Jadi Ketika karma yang dilakukan secara individual maupun kolektif bersifat positif yang sesuai dengan ajaran Dharma (Kebenaran) maka hasilnya akan positif. Dan, jika Karma yang dilakukan secara individual maupun kolektif tadi menuju kearah ketidakbenaran (Adarma) maka hasilnya pun akan negatif. Buah dari Karma ini bisa dirasakan langsung, dikemudian hari, maupun dikehidupan nanti setelah meninggal yang jika dalam ajaran Hindu dan Budha mempercayai adanya reinkarnasi.
Penting untuk diingat, Karma yang dilakukan secara individual maupun kolektif didasarkan pada pikiran, perkataan, perbuatan, serta pilihan yang dibuat. Namun Hidup di jaman yang oleh umat Hindu diyakini sebagai jaman Kaliyuga, kadang membuat kita mudah terpeleset menjauh dari ajaran kebenaran (dharma) dalam perbuatan, perkataan, pikiran, dan pilihan.
Saat ini kita seakan-akan terjebak pada budaya diam bahkan menormalkan ketidakbenaran, pelanggaran aturan, dan kesewenang-wenangan bukan hanya terhadap Tuhan dan Manusia namun juga terhadap alam. Ajaran Hindu yang terkoneksi dengan alam sebenarnya mengajarkan cara agar manusia mengelola alam dengan bijak, di Bali bahkan ada ajaran Tri Hita Karana yang bersumber dari ajaran Hindu tentang keseimbangan antara Dunia spiritual, sosial, dan ekologis yang saat ini cenderung difosilkan.
Hubungan antara karma kolektif dan ekologis dalam hindu juga berkaitan dengan prinsip dharma dan keseimbangan kosmik (rta). Karma kolektif disini merujuk pada akumulasi tindakan manusia sebagai kelompok, yang memengaruhi lingkungan dan masyarakat secara keseluruhan. Ketika manusia secara kolektif bertindak tidak sesuai dengan dharma, seperti mengeksploitasi alam secara berlebihan, mencemari lingkungan, atau mengabaikan harmoni dengan alam, karma negatif yang dihasilkan dapat memicu bencana ekologis, seperti banjir, kekeringan, atau perubahan iklim, yang dianggap sebagai reaksi alam terhadap ketidakseimbangan.

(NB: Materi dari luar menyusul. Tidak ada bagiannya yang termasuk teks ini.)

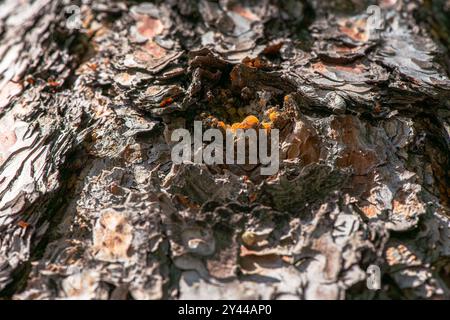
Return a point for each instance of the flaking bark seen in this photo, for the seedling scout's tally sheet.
(92, 207)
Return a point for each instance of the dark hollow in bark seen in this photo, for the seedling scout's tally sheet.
(91, 205)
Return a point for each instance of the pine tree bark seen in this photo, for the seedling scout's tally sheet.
(91, 205)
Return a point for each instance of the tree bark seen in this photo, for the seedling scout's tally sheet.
(92, 207)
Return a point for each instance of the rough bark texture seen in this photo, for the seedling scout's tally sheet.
(92, 207)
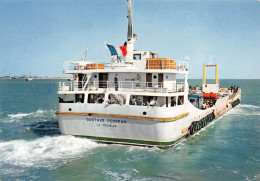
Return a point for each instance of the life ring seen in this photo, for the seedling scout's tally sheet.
(76, 77)
(173, 86)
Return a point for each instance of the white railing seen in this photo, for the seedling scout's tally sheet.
(181, 65)
(162, 64)
(178, 65)
(94, 65)
(126, 86)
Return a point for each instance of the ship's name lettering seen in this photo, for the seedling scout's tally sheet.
(116, 121)
(95, 120)
(102, 120)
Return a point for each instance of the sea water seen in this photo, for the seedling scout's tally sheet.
(32, 148)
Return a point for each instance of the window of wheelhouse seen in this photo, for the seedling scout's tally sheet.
(116, 99)
(152, 101)
(79, 98)
(180, 100)
(96, 98)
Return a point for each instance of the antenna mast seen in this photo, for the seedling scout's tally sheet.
(131, 37)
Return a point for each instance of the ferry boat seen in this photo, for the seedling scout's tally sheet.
(136, 98)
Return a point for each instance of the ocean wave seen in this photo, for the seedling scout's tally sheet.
(18, 116)
(44, 152)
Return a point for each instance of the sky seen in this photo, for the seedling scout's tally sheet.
(38, 36)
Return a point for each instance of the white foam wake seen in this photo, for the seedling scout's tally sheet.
(19, 115)
(247, 110)
(44, 152)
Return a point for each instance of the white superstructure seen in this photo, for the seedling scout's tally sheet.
(135, 100)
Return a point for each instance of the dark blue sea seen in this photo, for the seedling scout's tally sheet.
(32, 148)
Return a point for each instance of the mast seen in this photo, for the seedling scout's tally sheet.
(130, 23)
(130, 35)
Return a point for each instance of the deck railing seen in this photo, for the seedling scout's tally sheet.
(126, 86)
(176, 65)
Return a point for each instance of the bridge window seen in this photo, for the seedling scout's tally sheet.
(116, 99)
(137, 56)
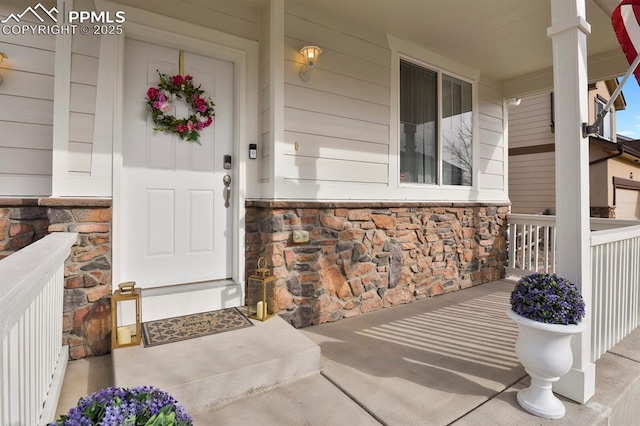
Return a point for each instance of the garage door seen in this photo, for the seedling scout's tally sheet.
(627, 204)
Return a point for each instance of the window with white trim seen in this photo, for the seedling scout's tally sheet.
(436, 127)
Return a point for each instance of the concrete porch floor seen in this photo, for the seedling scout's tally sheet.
(444, 360)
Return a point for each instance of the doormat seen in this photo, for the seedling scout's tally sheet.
(186, 327)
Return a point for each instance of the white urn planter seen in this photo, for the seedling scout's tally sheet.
(545, 352)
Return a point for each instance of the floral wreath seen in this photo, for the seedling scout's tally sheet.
(170, 88)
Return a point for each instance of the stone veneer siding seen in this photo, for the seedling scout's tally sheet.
(87, 303)
(362, 257)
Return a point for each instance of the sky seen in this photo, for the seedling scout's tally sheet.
(628, 120)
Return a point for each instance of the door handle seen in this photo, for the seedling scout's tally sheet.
(227, 189)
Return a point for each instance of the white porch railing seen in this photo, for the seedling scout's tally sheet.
(615, 280)
(32, 358)
(532, 241)
(531, 244)
(615, 270)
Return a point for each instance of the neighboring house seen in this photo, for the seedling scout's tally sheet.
(391, 156)
(614, 168)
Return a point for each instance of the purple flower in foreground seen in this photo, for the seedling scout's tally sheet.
(547, 298)
(143, 405)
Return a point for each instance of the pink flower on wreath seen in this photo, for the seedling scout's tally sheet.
(177, 80)
(199, 103)
(162, 104)
(152, 93)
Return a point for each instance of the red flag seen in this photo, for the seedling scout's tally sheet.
(626, 23)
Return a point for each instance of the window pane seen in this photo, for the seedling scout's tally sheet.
(457, 132)
(418, 124)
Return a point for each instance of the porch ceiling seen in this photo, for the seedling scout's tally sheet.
(504, 39)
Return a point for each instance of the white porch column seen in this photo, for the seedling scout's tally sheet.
(568, 32)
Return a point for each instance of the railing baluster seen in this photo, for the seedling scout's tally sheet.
(31, 322)
(615, 270)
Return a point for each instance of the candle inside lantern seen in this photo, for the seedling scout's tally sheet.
(261, 310)
(124, 335)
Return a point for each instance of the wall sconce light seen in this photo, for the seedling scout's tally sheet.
(310, 54)
(2, 56)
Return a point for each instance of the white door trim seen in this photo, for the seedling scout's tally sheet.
(170, 32)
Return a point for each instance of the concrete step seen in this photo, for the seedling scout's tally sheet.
(211, 371)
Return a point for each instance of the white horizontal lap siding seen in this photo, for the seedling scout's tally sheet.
(339, 119)
(491, 163)
(531, 176)
(530, 122)
(26, 112)
(532, 183)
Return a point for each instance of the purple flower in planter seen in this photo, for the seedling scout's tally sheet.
(143, 405)
(547, 298)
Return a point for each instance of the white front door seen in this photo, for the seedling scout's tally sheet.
(175, 226)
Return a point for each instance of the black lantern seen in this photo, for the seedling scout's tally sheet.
(261, 292)
(126, 328)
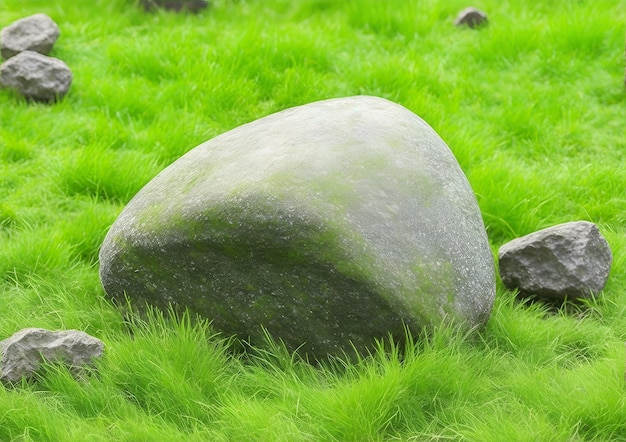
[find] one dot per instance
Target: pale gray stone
(34, 33)
(23, 353)
(570, 260)
(471, 17)
(37, 77)
(332, 223)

Dalam pandangan Hindu, alam dianggap sebagai manifestasi ilahi (dewi bumi atau Prithvi), sehingga kerusakan ekologis mencerminkan pelanggaran terhadap dharma, yang pada akhirnya membawa konsekuensi bagi kesejahteraan kolektif manusia, baik dalam kehidupan saat ini maupun di masa depan.Namun dikarenakan keterabaian dan salah pemahaman terhadap ajaran kebenaran (Dharma), persoalan Karma lebih banyak yang negatif ketimbang positif.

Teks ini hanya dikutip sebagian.